Derby: It was easier coming than going

May 8, 2001 9:29 AM

The following random comments were made before the 127th Kentucky Derby. Only the names have been omitted to protect the innocent.

On favorite Point Given:

"I like Point Given. It doesn’t matter if he drew post 20."

"I’m intimidated by Point Given."

"This horse, you can stop and go."

"He’s got a lot of different weapons in his arsenal."

"If this horse doesn’t win the Triple Crown, something’s wrong."

(Point Given finished a weary fifth as the 9-5 choice, beaten 11½ lengths).

On speedster Balto Star, who had won his last three starts by 29½ lengths:

"He could be tough. He’s been winning his races by huge margins."

"I think he can go wire-to-wire."

"Looks fantastic and despite coming off two very fast races, doesn’t seem to have lost any of that sharpness."

"I like a Millennium Wind-Balto Star exacta. Balto Star will be on the lead, and Millennium Wind will lay up close."

"We’re not looking to change his style. He’s a free-running horse and we’re going to allow him to leave the gate running freely and let him take them as far as he can."

Headline in national horse racing paper: "If anyone can wire ’em, it’s Balto Star."

(Balto Star never got the lead at any point in the race and finished 14th).

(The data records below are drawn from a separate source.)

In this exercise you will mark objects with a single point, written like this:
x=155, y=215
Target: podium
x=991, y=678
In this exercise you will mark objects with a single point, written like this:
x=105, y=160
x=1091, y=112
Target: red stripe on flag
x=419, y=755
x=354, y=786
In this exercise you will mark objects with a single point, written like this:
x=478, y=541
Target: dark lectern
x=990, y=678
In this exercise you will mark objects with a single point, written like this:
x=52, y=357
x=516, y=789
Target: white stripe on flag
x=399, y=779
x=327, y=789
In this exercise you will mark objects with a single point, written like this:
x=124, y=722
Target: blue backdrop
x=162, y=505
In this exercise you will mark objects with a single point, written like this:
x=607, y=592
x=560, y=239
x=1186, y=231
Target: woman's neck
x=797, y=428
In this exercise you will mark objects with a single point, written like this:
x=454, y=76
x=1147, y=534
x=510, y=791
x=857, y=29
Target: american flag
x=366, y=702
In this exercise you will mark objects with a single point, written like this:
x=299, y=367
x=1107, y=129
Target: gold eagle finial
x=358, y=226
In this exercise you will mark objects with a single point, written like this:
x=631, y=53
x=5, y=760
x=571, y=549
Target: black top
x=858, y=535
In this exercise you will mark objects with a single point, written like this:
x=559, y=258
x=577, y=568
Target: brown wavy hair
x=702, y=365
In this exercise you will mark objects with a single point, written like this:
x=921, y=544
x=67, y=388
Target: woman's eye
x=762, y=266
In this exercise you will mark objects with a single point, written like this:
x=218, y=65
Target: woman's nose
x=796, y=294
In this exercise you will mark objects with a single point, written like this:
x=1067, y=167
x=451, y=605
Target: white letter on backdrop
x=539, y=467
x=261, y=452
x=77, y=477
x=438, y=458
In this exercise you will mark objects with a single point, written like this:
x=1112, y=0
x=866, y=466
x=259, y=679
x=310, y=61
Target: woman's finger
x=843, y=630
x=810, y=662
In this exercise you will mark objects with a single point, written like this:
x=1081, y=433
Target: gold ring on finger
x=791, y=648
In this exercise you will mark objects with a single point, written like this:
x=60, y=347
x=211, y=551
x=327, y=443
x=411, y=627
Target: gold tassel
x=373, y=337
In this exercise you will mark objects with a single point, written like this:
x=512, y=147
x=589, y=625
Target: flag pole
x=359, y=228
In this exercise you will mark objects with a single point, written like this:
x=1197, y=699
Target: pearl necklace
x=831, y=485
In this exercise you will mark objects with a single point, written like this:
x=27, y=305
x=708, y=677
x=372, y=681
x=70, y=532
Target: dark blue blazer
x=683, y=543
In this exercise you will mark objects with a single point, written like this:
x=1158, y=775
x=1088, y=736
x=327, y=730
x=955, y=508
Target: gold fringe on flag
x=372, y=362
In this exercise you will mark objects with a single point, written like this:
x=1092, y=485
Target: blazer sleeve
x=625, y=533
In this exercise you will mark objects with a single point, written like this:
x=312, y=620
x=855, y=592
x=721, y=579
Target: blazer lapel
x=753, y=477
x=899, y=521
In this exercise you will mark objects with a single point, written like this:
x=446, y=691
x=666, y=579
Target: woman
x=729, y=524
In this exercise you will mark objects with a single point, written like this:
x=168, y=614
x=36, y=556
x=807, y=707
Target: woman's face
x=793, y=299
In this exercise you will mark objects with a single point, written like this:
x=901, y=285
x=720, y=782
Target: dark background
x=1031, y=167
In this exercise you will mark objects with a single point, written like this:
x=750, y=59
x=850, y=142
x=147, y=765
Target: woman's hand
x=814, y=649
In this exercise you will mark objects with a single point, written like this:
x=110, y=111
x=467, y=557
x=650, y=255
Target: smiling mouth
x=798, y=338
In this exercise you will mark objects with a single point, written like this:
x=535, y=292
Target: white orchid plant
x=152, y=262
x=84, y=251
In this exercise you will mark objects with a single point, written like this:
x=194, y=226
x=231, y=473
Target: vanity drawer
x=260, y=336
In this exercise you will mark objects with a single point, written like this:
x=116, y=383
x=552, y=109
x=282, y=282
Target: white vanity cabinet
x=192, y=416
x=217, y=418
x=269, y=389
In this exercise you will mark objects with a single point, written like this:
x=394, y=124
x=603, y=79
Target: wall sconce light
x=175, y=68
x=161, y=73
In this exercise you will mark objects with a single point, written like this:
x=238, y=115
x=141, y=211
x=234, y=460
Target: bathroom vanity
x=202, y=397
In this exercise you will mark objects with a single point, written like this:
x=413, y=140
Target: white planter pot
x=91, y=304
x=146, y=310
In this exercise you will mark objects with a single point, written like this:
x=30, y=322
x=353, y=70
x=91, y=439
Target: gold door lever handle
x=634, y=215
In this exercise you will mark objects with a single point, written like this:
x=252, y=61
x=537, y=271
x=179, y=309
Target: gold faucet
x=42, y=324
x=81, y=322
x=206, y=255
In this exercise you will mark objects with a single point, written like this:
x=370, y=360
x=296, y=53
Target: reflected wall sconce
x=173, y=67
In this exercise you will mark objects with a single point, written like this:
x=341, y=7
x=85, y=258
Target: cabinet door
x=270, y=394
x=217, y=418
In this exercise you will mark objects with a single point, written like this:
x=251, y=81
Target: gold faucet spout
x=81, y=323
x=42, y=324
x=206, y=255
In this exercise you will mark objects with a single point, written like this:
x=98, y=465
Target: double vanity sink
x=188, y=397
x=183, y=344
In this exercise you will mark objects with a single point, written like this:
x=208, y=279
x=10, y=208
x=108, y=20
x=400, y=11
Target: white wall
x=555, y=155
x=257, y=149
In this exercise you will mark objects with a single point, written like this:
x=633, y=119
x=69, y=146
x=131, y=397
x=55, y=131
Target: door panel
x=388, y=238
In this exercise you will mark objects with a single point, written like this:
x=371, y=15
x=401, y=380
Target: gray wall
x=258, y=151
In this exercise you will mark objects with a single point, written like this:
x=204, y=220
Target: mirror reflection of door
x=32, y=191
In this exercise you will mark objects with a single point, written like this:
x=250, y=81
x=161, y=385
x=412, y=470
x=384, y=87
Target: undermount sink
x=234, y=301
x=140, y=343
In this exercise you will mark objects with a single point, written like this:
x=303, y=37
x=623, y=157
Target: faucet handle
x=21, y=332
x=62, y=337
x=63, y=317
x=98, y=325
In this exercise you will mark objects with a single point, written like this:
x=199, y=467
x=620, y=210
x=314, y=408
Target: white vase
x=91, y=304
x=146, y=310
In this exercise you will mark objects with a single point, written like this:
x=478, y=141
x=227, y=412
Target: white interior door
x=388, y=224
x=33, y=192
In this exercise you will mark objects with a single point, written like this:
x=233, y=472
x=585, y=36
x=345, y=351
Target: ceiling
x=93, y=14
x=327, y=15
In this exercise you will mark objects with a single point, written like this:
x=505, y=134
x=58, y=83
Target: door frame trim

On Monarchos, who won the Derby by 434 lengths in 1:594/5, second-fastest time in history, behind only Secretariat’s 1:592/5:

". . . Missed a couple of days of training and does appear a bit stiff when breaking off during his gallops and works . . . "

"This is a nice horse, but he was hard-ridden in the Wood and I don’t see him improving right now."

"Monarchos may have peaked."


My Derby pick was Congaree, who led past the eighth pole before tiring late to just lose second by a nose in the last jump behind 55-1 shot Invisible Ink. Of Monarchos last week, I wrote: "Florida Derby winner Monarchos did not benefit from the pace scenario when he finished second to Congaree in the Wood. There should be more competition on the front end in the Derby, making Monarchos the most dangerous of the starters that are not based in Southern California."

Of the 13 selections by handicappers in a national racing publication, none named Monarchos to win. I didn’t, either. But at least I didn’t pick losing favorite Point Given, Dollar Bill (beaten 34 lengths at 6-1), Balto Star (beaten 32 lengths at 8-1), Express Tour (another Godolphin bust, beaten 14 lengths) or A.P. Valentine (seventh, beaten 13 lengths). No, I didn’t cash, but Congaree gave me a huge run for my money, looked like a winner in deep stretch and was the only horse that pressed a torrid pace and was around at the finish, all at 7-1. No embarrassment there.

THE HOMESTRETCH: Beyers, schmeyers: Horses with the four highest Beyer figures in the Derby finished 11th (Millennium Wind, 114), 14th (Balto Star, 112), fifth (Point Given, 110) and 16th (Keats, 110) . . . Saying he misses his kids "a bit too much," Corey Nakatani returns to ride at Hollywood Park on a regular basis Wednesday. His sojourn to ride "permanently" on the East Coast lasted 30 days, producing a win for those who took the "unders." Nakatani didn’t have an agent at press time, but he has spoken with Nick Cosato, who recently amicably parted company with Iggy Puglisi. Cosato presently is "doing something else" and represents no rider, but says "Corey and I have spoken, but as of now, he has not named me as his agent." . . . Mike Smith, who sold his home in New York last week, makes his Southern California debut on a prolonged basis, beginning Wednesday at Hollywood. Brian Beach, who was agent for Kent Desormeaux two years ago before going back East, has Smith’s book . . . If ever there was a horse for the course, it’s Bold Capital. On May 2, the 10-year-old gelding won for 14th time in 29 career starts at Hollywood, as opposed to a lifetime two-for-22 mark at Santa Anita. But trainer Jack Carava says Hollywood’s track surface has changed during the many times the son of Bold Ruckus has won over it. "He liked it before they even changed the surface," Carava said. "This is a different race track than it was years ago when he first liked it. So, I don’t know why he runs so well over it. I thought maybe he liked being here or training here, but this time I shipped him from Santa Anita to run. I’ve been at Santa Anita all winter. Maybe he’s changed a little in his old age, because he did win at Santa Anita in his last start there, but he’s just a tough old horse that tries hard. As long as you’re running him where he can beat up on cheaper horses, he’s going to do it pretty much every time. He’s a tough old guy. Around the barn, once you get to know him, he’s O.K., but at first he’s a pretty mean horse, likes to kick and bite. You just have to kind of learn how to be around him. He protects his house."